By: Thomas Kögler (Guest Writer)
In his magisterial “Capital in the Twenty-First Century,” the French economist Thomas Piketty showed that inequality in terms of both income and wealth have increased tremendously since the 1970s. While the income share of the top decile has increased from below 35 percent of total income in 1980 to almost 50 percent today, the poorest members of society have seen their purchasing power reduced substantially. Moreover, in the US the top one percent managed to increase their share in the national wealth from about 28 percent to more than 35 percent over the same period.
Both Piketty and David Grusky, Director of the Center on Poverty and Inequality at Stanford, identified a dramatic change in social norms in the 1970s and 1980s, arguing that the conservative revolution is one of the main driving forces behind this phenomenon. Indeed, Grusky suggested that all the various factors in play, like the decline in unionisation and the effects of trade policies, can be “subsumed under the ideology of neoliberalism.” As Grusky explained, “it’s not like there is just a set of factors that are unrelated and suddenly all come together at the same time. Those factors are part of a very explicit set of policy decisions.” Asked as to why neoliberalism has been so successful, Grusky claimed that neoliberalism is such a seductive ideology that “even those people who don’t have any obvious and immediate interest nonetheless came to be committed to it in an almost religious way.”

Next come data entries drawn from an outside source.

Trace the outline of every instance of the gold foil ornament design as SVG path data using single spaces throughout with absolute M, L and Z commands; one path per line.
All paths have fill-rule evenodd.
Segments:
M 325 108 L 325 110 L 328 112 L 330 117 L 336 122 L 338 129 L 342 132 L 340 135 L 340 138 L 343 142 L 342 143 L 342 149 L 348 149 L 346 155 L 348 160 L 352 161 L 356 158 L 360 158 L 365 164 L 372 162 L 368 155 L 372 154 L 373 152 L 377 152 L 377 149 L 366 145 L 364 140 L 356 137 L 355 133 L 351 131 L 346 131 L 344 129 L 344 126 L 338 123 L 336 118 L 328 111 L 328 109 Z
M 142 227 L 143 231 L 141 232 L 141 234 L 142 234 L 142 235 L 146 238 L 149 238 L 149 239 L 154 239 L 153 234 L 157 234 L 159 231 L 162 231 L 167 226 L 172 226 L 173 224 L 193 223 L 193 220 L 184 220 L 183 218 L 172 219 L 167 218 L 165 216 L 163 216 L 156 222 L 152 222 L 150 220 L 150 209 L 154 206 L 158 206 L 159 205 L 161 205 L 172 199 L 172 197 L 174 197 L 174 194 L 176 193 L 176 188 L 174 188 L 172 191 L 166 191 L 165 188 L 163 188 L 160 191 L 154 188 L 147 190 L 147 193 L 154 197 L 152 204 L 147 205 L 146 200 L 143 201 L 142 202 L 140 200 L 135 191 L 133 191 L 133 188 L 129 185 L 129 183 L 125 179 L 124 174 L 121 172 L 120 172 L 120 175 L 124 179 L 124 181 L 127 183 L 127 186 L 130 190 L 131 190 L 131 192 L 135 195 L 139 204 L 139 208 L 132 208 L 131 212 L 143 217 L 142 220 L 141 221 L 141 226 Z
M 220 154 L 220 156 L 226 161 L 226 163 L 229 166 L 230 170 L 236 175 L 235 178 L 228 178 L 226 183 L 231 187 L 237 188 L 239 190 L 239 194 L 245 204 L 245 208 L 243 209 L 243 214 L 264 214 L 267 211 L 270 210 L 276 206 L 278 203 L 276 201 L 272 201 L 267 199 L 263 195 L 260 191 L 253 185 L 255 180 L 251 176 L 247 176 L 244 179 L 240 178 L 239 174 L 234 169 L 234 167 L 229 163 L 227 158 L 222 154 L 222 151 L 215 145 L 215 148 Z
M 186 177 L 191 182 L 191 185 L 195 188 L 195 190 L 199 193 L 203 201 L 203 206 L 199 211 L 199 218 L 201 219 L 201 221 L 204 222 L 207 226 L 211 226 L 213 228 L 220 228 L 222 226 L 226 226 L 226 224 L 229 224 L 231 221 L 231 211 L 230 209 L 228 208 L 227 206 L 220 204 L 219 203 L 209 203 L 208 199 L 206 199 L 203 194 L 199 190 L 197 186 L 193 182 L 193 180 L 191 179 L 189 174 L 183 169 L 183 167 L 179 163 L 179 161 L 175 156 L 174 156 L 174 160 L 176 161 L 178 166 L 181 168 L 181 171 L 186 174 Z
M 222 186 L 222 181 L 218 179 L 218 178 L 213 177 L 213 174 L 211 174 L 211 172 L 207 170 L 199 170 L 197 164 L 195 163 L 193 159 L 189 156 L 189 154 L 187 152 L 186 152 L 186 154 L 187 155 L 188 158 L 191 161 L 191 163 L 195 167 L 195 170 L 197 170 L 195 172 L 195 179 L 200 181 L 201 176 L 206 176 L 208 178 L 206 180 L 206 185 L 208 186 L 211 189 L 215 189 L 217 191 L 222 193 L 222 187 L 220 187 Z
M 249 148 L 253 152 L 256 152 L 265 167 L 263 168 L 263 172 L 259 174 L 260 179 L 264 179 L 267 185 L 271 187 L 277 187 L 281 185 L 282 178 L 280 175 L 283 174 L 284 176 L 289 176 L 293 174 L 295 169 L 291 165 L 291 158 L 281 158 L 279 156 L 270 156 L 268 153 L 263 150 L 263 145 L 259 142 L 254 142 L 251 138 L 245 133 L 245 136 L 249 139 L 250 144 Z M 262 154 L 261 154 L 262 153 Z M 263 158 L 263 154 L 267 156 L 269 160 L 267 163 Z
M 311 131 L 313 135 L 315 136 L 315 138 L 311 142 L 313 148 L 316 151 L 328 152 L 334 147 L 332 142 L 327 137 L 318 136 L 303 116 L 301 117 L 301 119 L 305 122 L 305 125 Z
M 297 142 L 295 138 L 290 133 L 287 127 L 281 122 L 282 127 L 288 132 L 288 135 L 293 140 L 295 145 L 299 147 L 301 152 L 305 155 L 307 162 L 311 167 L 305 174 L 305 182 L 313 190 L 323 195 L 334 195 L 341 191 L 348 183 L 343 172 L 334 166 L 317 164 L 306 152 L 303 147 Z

The consequences of this massive increase in inequality are, according to the Stanford professor, very problematic. He identifies three main problems that, taken together, are “really worrying.” First,he agrees with Francis Fukuyama that such high levels of inequality make it very hard to provide effective democracy since it proves to be very difficult to “protect our commitment to equal voice when there’s just so much money, and hence power, at the top.” Secondly, social mobility is facing an existential threat.
“When you give so much money to a certain sector of the population, they can use that money very effectively to assist their children and, hence, you don’t have a fair enough competition,” Grusky explains.
Finally, to “turn the neoliberal logic on its head,” Grusky claims that the accumulation of income and wealth at the top is, in fact, harmful for the economy as a whole as elites can engage in unproductive rent-seeking activities by setting up “rules of the game that will not entail free and open competition, but will, instead, lead to direct transfers from the powerless to the powerful.”
All these points taken together paint, indeed, a very gloomy picture of the future. In order to solve the immensely complex issue of inequality, Grusky suggests that a redefinition of private property could be a good starting point. He describes the Chinese model, where not the property itself, but only usage rights of up to 70 years are sold to private individuals, as a “wonderful idea” and argued in favor of an inheritance tax rate of 100 percent. However, as private property is to be regarded as one of the most sacred values in our society, the Max Weber Award winner concedes that “something as radical as cutting to the heart of that principle is not likely to happen.”
Still, looking forward, Grusky remains quite optimistic about the future, as he is convinced that the 21st century will be “a place where some very strong, egalitarian initiatives break out.” Just like the 20th century could not withstand certain types of extreme inequality, “things will be happening” in the 21st century too. Grusky expects a “century of revolt and reform,” but there is no way to tell whether change will come via a revolutionary popular movement or a reform programme led by some enlightened capitalists.
Indeed, the Stanford sociologist says that a revolution is a “scary prospect since the disenfranchised and the powerless have never really done well through these collective revolts. At the end of the day, they always lose.” In talking about the possibility of a comprehensive reform movement, he points out “how powerful socialism was in the 20th century in enabling a reform movement because it was a threat.” Consequently, he called upon people on the left to start thinking about a new ideology that threatens to undermine the status quo.
“We need a threat. We need the next Marx. I think that’s a high priority.”